The Four Amigos: Process Mining and the Future of Behaviour Driven Development (BDD)

Good day and welcome to Future Visible's blog on all thing's Data Science and Development.

Today's post is about how we can integrate the exciting new data science discipline of Process Mining with the more established practise of Behaviour Driven Development (BDD), as part of the AGILE software development process.

As readers will be approaching these subjects from two very different backgrounds, we will begin by defining these terms.

What is Process Mining?

Process Mining is a very exciting emerging area of data science that concentrates on the understanding of business processes.

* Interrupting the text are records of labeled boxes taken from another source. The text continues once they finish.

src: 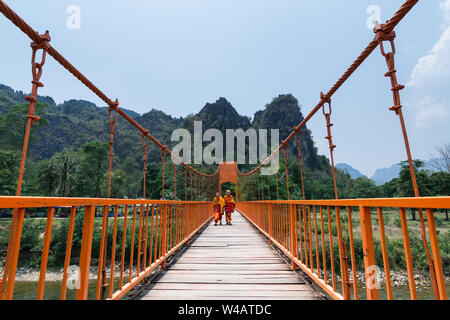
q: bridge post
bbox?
[1,209,25,300]
[269,203,273,245]
[185,204,190,245]
[359,206,378,300]
[289,204,297,271]
[161,204,167,270]
[76,206,95,300]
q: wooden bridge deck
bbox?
[139,211,319,300]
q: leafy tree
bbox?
[0,150,20,196]
[76,141,109,197]
[397,160,432,220]
[397,160,432,197]
[0,103,48,151]
[430,171,450,196]
[350,176,379,199]
[38,160,58,197]
[111,170,128,198]
[378,178,398,198]
[52,149,79,197]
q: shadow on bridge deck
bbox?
[138,211,321,300]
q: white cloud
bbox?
[408,25,450,87]
[439,0,450,27]
[413,97,450,129]
[407,0,450,129]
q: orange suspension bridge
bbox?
[0,0,450,300]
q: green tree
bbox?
[378,178,398,198]
[75,141,109,197]
[37,160,58,197]
[397,160,432,197]
[111,170,128,198]
[0,103,48,152]
[397,160,432,220]
[350,176,379,199]
[52,149,79,197]
[0,150,20,196]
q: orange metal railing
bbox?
[0,197,212,300]
[237,197,450,300]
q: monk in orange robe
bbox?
[223,190,236,225]
[213,192,225,226]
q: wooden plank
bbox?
[169,263,290,271]
[142,214,318,300]
[152,282,311,291]
[142,289,313,300]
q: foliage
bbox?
[0,150,20,196]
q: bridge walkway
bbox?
[138,211,320,300]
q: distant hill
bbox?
[370,164,401,185]
[335,163,363,179]
[0,84,329,171]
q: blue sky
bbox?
[0,0,450,176]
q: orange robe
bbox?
[213,196,225,223]
[223,195,236,222]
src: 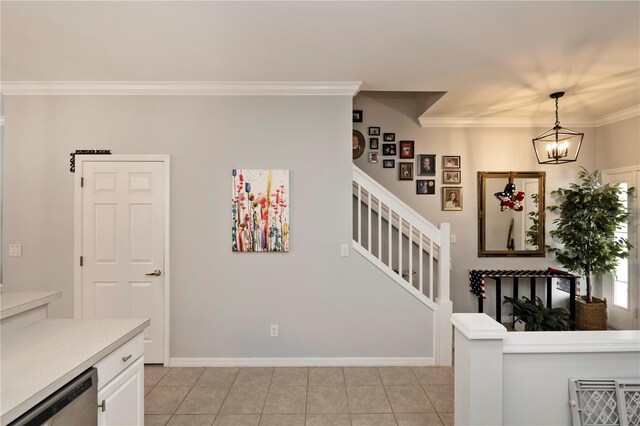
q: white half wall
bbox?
[2,96,433,359]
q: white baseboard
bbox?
[169,357,435,367]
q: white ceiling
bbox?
[0,1,640,121]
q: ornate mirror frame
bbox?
[478,172,546,257]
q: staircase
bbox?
[353,165,452,365]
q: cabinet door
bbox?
[98,357,144,426]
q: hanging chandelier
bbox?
[533,92,584,164]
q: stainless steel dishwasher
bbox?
[9,368,98,426]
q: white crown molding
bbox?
[418,105,640,128]
[596,105,640,127]
[169,357,435,367]
[418,117,597,128]
[0,81,362,96]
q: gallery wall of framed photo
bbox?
[352,91,604,312]
[353,109,463,212]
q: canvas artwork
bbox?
[231,169,289,252]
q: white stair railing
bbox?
[353,165,452,365]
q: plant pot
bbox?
[576,296,607,330]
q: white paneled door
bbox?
[81,161,167,363]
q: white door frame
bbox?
[601,165,640,329]
[73,154,171,366]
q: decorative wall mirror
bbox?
[478,172,545,257]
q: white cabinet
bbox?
[95,333,144,426]
[98,357,144,426]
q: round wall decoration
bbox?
[352,130,364,160]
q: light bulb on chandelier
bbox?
[533,92,584,164]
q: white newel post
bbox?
[451,314,507,426]
[436,223,453,365]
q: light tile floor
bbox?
[144,365,453,426]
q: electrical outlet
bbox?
[9,244,22,256]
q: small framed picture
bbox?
[442,170,462,184]
[382,143,396,155]
[418,154,436,176]
[351,130,365,160]
[400,141,415,158]
[398,163,413,180]
[442,155,460,169]
[416,179,436,195]
[442,186,462,211]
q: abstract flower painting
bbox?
[231,169,289,252]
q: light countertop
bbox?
[0,291,62,319]
[0,318,149,425]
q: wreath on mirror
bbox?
[493,178,524,212]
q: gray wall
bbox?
[354,93,604,314]
[2,96,433,357]
[596,116,640,170]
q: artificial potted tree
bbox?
[502,296,571,331]
[549,167,633,330]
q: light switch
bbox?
[9,244,22,256]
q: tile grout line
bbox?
[258,367,276,425]
[166,367,205,424]
[211,368,240,425]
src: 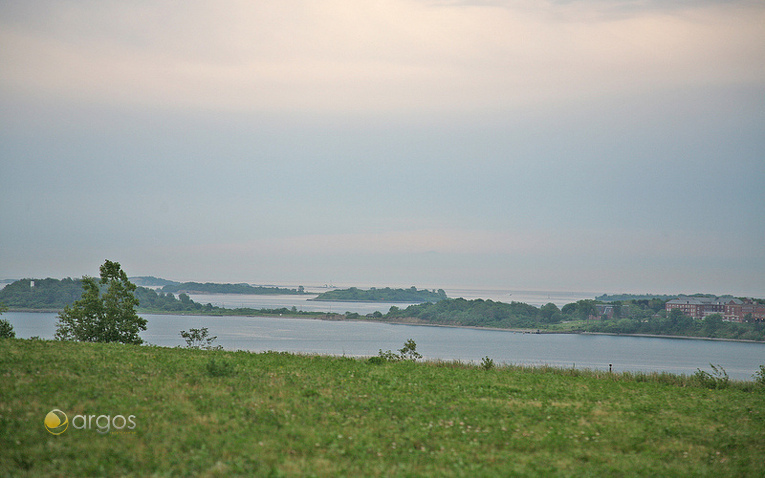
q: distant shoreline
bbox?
[7,310,765,344]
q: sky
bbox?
[0,0,765,297]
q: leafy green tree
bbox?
[181,327,223,350]
[539,302,563,324]
[56,260,146,344]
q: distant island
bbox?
[0,278,765,341]
[312,286,446,303]
[161,282,307,295]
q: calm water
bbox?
[3,312,765,380]
[184,289,598,315]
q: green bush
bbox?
[752,365,765,387]
[0,319,16,339]
[693,363,730,389]
[481,355,494,370]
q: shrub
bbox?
[0,319,16,339]
[481,355,494,370]
[181,327,223,350]
[693,363,730,389]
[369,339,422,364]
[752,365,765,387]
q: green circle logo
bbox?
[44,408,69,435]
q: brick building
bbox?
[664,296,765,322]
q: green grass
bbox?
[0,339,765,477]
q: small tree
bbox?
[56,260,146,344]
[181,327,223,350]
[398,339,422,360]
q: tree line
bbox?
[313,286,446,302]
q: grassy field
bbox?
[0,339,765,477]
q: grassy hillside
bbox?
[0,339,765,476]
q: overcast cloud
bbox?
[0,0,765,297]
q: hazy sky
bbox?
[0,0,765,297]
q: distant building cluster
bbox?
[665,296,765,322]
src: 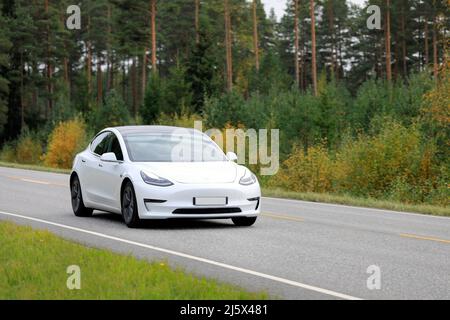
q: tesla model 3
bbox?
[70,126,261,227]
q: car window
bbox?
[107,133,123,161]
[91,132,111,156]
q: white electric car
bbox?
[70,126,261,227]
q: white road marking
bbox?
[20,178,50,185]
[262,197,450,220]
[0,211,362,300]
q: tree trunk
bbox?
[310,0,318,96]
[386,0,392,81]
[106,5,112,91]
[401,1,408,78]
[151,0,157,72]
[294,0,300,87]
[195,0,200,44]
[97,57,103,107]
[141,47,147,101]
[328,0,338,79]
[86,13,92,101]
[253,0,259,71]
[45,0,53,111]
[131,57,138,117]
[433,0,439,82]
[424,15,430,68]
[224,0,233,92]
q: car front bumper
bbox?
[134,182,261,219]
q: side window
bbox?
[91,132,111,156]
[107,134,123,161]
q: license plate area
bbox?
[194,197,228,207]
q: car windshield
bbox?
[124,133,227,162]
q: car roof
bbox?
[114,126,200,136]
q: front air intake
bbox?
[172,208,242,214]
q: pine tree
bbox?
[0,14,12,137]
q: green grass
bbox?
[0,222,268,300]
[0,162,450,217]
[263,189,450,217]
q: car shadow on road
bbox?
[92,212,236,230]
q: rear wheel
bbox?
[231,217,257,227]
[122,181,141,228]
[70,176,94,217]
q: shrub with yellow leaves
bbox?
[44,118,86,169]
[269,144,334,193]
[16,133,42,164]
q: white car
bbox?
[70,126,261,227]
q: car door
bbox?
[80,132,111,206]
[96,132,124,211]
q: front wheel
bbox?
[231,217,257,227]
[70,176,94,217]
[122,182,141,228]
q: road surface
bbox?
[0,168,450,299]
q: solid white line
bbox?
[20,178,50,185]
[262,197,450,220]
[0,211,362,300]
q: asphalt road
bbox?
[0,168,450,299]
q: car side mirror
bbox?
[227,152,237,161]
[100,152,119,162]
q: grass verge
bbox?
[263,189,450,217]
[0,222,268,300]
[0,162,450,217]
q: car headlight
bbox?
[141,171,173,187]
[239,170,257,186]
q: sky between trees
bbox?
[262,0,366,20]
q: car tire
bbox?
[231,217,257,227]
[70,175,94,217]
[121,181,141,228]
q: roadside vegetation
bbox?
[0,222,268,300]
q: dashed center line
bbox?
[20,178,50,185]
[400,233,450,244]
[261,213,305,222]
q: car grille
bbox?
[172,208,242,214]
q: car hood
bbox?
[140,161,239,184]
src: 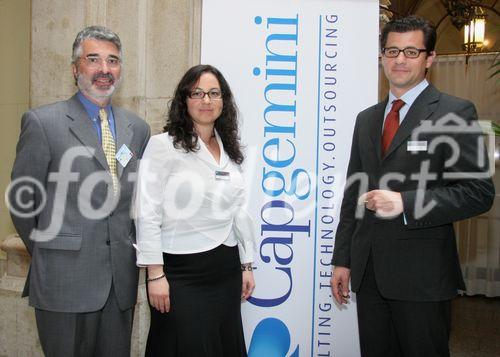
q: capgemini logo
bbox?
[248,318,299,357]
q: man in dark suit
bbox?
[331,16,495,357]
[9,26,150,357]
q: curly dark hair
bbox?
[163,64,244,164]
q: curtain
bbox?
[379,53,500,297]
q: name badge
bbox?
[115,144,134,167]
[215,171,231,181]
[406,141,427,151]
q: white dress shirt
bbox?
[135,133,255,266]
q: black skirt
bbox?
[146,245,247,357]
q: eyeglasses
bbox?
[188,89,222,100]
[382,47,427,58]
[83,55,122,68]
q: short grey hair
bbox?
[71,26,122,64]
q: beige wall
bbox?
[0,0,30,259]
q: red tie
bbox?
[382,99,405,157]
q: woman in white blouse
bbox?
[136,65,255,357]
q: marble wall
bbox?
[30,0,201,133]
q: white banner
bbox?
[201,0,378,357]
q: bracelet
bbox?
[146,273,165,283]
[241,264,253,271]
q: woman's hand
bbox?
[241,270,255,300]
[147,265,170,313]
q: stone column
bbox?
[0,0,202,356]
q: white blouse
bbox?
[135,133,255,266]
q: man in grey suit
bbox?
[331,16,495,357]
[9,26,150,357]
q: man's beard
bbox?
[76,73,121,101]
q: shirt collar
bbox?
[387,78,429,108]
[76,91,111,119]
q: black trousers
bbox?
[146,245,247,357]
[356,256,451,357]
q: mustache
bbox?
[92,73,115,83]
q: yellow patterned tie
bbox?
[99,108,118,194]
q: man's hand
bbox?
[330,267,351,305]
[358,190,403,218]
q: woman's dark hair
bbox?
[163,64,243,164]
[380,15,436,54]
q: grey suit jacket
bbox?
[10,95,150,312]
[332,85,495,301]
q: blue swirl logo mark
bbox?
[248,318,299,357]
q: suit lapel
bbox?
[369,98,389,161]
[384,84,439,159]
[113,107,133,178]
[66,94,108,170]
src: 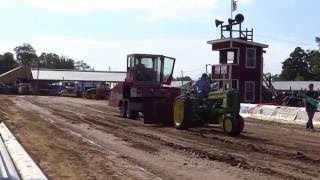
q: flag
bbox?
[232,0,238,11]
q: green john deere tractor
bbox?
[173,90,244,137]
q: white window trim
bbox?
[246,48,257,69]
[218,47,240,65]
[244,81,256,102]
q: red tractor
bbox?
[109,54,180,124]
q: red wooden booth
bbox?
[208,14,268,103]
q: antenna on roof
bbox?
[215,14,253,41]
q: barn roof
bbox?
[32,69,126,82]
[272,81,320,91]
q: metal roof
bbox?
[272,81,320,91]
[207,38,269,48]
[32,69,126,82]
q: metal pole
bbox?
[181,71,183,86]
[231,0,233,19]
[37,58,40,94]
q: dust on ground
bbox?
[0,96,320,180]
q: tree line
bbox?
[273,37,320,81]
[0,43,94,70]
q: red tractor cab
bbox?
[109,54,180,124]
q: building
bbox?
[31,69,126,91]
[0,66,126,93]
[0,66,32,86]
[208,14,268,103]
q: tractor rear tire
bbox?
[173,96,193,129]
[222,116,244,137]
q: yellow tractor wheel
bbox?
[173,97,192,129]
[222,116,243,137]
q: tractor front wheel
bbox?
[222,116,244,137]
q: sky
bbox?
[0,0,320,78]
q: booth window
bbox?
[244,81,255,102]
[246,48,257,68]
[227,51,237,64]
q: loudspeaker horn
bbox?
[216,19,224,27]
[235,14,244,24]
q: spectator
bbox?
[305,84,319,131]
[195,74,210,99]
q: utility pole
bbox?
[37,56,40,95]
[206,64,211,74]
[181,70,183,86]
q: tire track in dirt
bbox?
[25,96,319,179]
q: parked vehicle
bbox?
[85,83,110,99]
[109,54,244,136]
[60,81,82,97]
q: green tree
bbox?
[279,47,312,81]
[307,50,320,81]
[14,43,38,67]
[75,61,94,71]
[39,53,75,69]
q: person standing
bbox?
[195,73,210,99]
[305,84,319,131]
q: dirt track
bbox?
[0,96,320,179]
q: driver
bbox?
[195,73,210,98]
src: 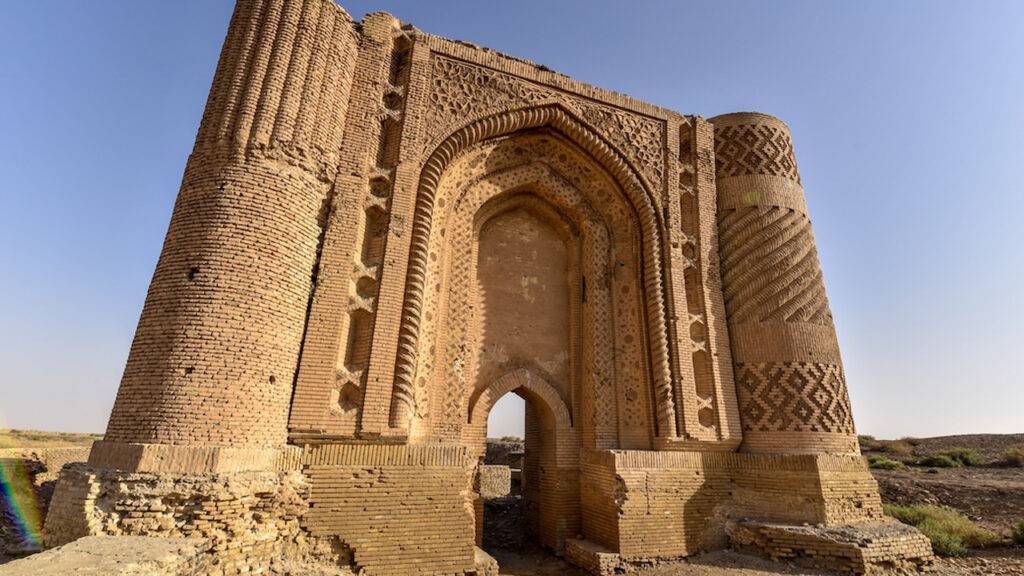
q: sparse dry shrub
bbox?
[879,440,913,456]
[1001,445,1024,467]
[867,456,906,470]
[883,504,998,557]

A traditional model of understanding processes is to play out the process from what we think we know of it from existing business knowledge or required future behaviour. Of course, this may be very different from how a process operates in practise.

Process Mining takes a play in approach, reverse engineering actual business processes as they are in the real world from event log data, rather than relying on theoretical models to describe them. It is coming into it's age in the emerging world of the "Internet of Things", that will mean that the existence and access to event logs data for all parts of a complex process will become much more comprehensive than it has been until now.

After ingestion of the log data in an ETL process, tools such as ProM and Disco can reverse engineer the process flows. An example of a process flow created using Fluxicon's Disco tool is shown below:

Image reproduced with kind permission of Fluxicon.

I would stress that Process Mining has far more powerful and sophisticated applications than just the one shown in this blog. For those interested, I very strongly recommend the Coursera course provided by the Eindhoven University of Technology.

What is BDD?

For those of you from a Process Mining background, Behaviour Driven Development, or BDD, is a way of describing business logic and running that logic against testable code. It is therefore a classic play-out mechanism for understanding of and building of business requirements by IT teams.

The language syntax of BDD is called Gherkin, implemented via Cucumber, and it is very extensively used in the AGILE software development process. It's great strength is that creates terse behavioural steps to describe business process in literal language that can be understood by both product owners, business analysts and developers:

Feature: Megacorp needs a new caseworkering system
Scenario: An application must arrive into the new application bucket when it is submitted.

Given the system is in state 'X'
When I perform an action 'Y'
Then I expect the result 'Z'

Each Given, When, Then step is mapped to an underlying piece of test code that performs the actions required. Classically BDD is used for automated UI testing of web applications, but it is also used for API testing, so there is no reason it's use cannot be extended to the 'Internet of Things' in future as process mining comes into it's own.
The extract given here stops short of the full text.